Jをめぐる冒険BACK NUMBER
川崎はポジションの概念すら“壊す”。
「DF田坂」は一見奇策、実はロジカル。
text by
飯尾篤史Atsushi Iio
photograph byJ.LEAGUE PHOTOS
posted2016/09/14 11:30
福岡戦、後半37分にお役御免となった田坂。陰のキーマンぶりに風間監督も労をねぎらった。
それでも田坂への要求は「攻撃とビルドアップ」。
もっとも、そうした守備面以上に田坂に求められたのは、攻撃面での貢献だ。
相手に合わせるのではなく、自分たちがどうプレーするのか――。これが川崎の、風間監督のフィロソフィ。「攻撃とビルドアップを託した」という指揮官の思惑どおり、田坂は最後列からドリブルでボールを運んで相手と入れ替わったり、斜め前方へのくさびのパスを入れたりして、攻撃の組み立てに加わっていく。
「あの位置からあのパスはなかなか出てこない。決めてあげたかったですけど、パスはうまいのでやりやすかった」
10分に田坂から正確なロングフィードを受けた小林が感嘆すれば、田坂自身も「元々前線の選手なので、どのタイミンで当てたら前を向きやすいとかは分かっている。それが、あのポジションを自分がやる強みだと思う」と胸を張った。
“交通渋滞”を避けるワイドなポジショニング。
田坂の右センターバック起用によって川崎が得たものとして、3つの「幅」がある。
ひとつ目は、ピッチの「幅」だ。
田坂がワイドなポジションを取ることによって右ウイングバックのエウシーニョが押し出されるようにして高いポジションを取れ、また、田坂の絶妙なサポートによってエウシーニョがフリーになったりしたりした。
そこに、右シャドーの小林が加わり、3人でアングルを築いて三角形を作ると、ほとんどボールを失うことがなく、右サイドを簡単に制圧してしまった。

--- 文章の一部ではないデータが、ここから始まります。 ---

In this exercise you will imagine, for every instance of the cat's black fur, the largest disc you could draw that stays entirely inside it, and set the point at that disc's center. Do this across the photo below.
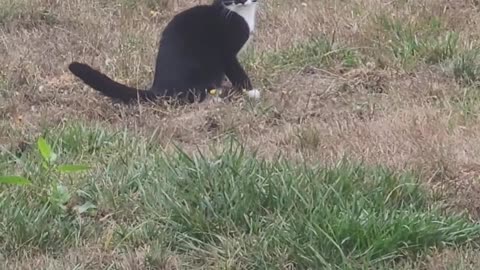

もっとも、こうしてピッチの幅を確保して、そのままサイドから攻めるのは“普通のチーム”。幅を確保して相手をサイドに引っ張りだして、中央を攻略してしまうのが川崎の真骨頂だ。シャドーの小林はもちろん、エウシーニョも巧みに中央に侵入していく。それでも、サイドへの逃げ道を田坂が作っているから、川崎が“交通渋滞”を起こすことはない。